As stated in https://phabricator.wikimedia.org/T347758#9416599 the data we gather is not ideal so to say.
- The numbers in Schema:ReferencePreviewsBaseline and Schema:ReferencePreviewsCite could be wrong. There might be false positives counted for the former that should belong to the latter due to race conditions if the JS global is set in the Page-Previews extension.
- The numbers in Schema:ReferencePreviewsCite might be way to high, because they do not reflect if Reference Previews are really visible. If conflicting gadgets are present events should not count as "with reference previews enabled".
- Slightly unrelated - because we'll not compare absolute numbers - but: Schema:ReferencePreviewsBaseline numbers have a 1:1000 sampling applied that might or might not make sense for both schemas.
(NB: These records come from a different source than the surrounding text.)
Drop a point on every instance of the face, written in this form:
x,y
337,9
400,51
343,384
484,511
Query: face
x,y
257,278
I see no really good way to retrospectively make sense out of these numbers because the flaws in their collection seem to impactful. We might want to create something new ( although the schemas seem fine ). At least we should have a clear cut after we changed the logic that triggers the logging.
Acceptance criteria:
Fix the event logging by:
- Making sure we don't have race condition that depends on the order if different scripts to load
- Take conflicting gadgets into account when counting events for the disable bucket
- Make clear when the "new" logging started
- Re-think where we want to apply sampling
Note that the general structure of the above schemas could stay the same.
Note:
We needed to create a new schema the ones currently used are already deprecated.